Tunbridge
Often they return year after year to take part in re-enactments or demonstrate their crafts at Antique Hill, a place the fair’s former longtime president said sets the four-day event apart.
A living time capsule on the upper level of the fairgrounds, the hill is home to nine buildings, including a museum, sugarhouse and blacksmith shop, where visitors can peruse the collections or check out living history exhibits.
“We are the only fair in Vermont to do something like this,” and it brings in a lot of people, especially older people who like to come and reminisce, said Euclid Farnham, who serves as the fair’s postmaster, a role he took on following his 31-year tenure as president. “It brings home their past to them.”

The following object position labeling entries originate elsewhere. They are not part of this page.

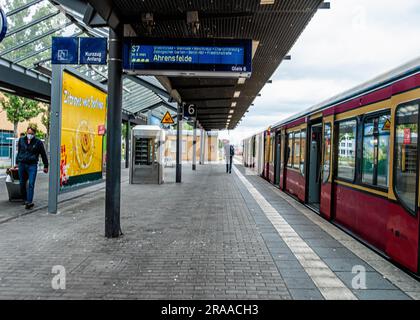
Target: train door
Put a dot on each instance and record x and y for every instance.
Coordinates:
(277, 158)
(314, 166)
(326, 172)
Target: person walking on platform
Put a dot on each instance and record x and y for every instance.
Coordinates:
(29, 150)
(229, 153)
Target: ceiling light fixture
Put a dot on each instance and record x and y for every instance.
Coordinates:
(264, 2)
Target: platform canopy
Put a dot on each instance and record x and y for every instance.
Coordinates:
(273, 25)
(25, 56)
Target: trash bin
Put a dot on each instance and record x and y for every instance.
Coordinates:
(146, 161)
(13, 184)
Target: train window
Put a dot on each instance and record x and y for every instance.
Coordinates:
(289, 151)
(347, 149)
(327, 152)
(405, 161)
(376, 133)
(302, 151)
(296, 150)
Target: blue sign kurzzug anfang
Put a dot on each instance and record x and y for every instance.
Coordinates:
(3, 25)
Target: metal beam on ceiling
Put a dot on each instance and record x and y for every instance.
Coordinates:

Like the historical demonstrations, the museum has been part of the fair since 1929. Over the decades, its collection has grown, thanks to donations, such as a set of antique irons, a gift from a Strafford woman, Farnham said. Consequently, space has become an issue.
“We’ve reached the point where we’re pretty nearly full,” he said.
On Antique Hill last weekend, fairgoers were doing some collecting of their own.
This was a record year for postcard sales at the fair, and the 2016 commemorative wooden postcard “absolutely flew out,” said Farnham, noting that the cards depicting fair scenes, six so far, have become collectibles. “We sold every single one.”
Waiting on customers from the restored facade of the town’s original post office, he also caught up with visitors and demonstrators.
“The fun part of the whole thing is you basically see all the people you haven’t seen since last year” and wind up going over what happened during the year, he said. “It’s really a neat thing.”
At the fair, chatter on the job is encouraged.
“One of the things that we urge the re-enactors to do is talk to people,” said Farnham, whose wife and fellow fair volunteer, Priscilla, organizes the 30 or 40 people who demonstrate their crafts. “It makes the whole thing come alive.”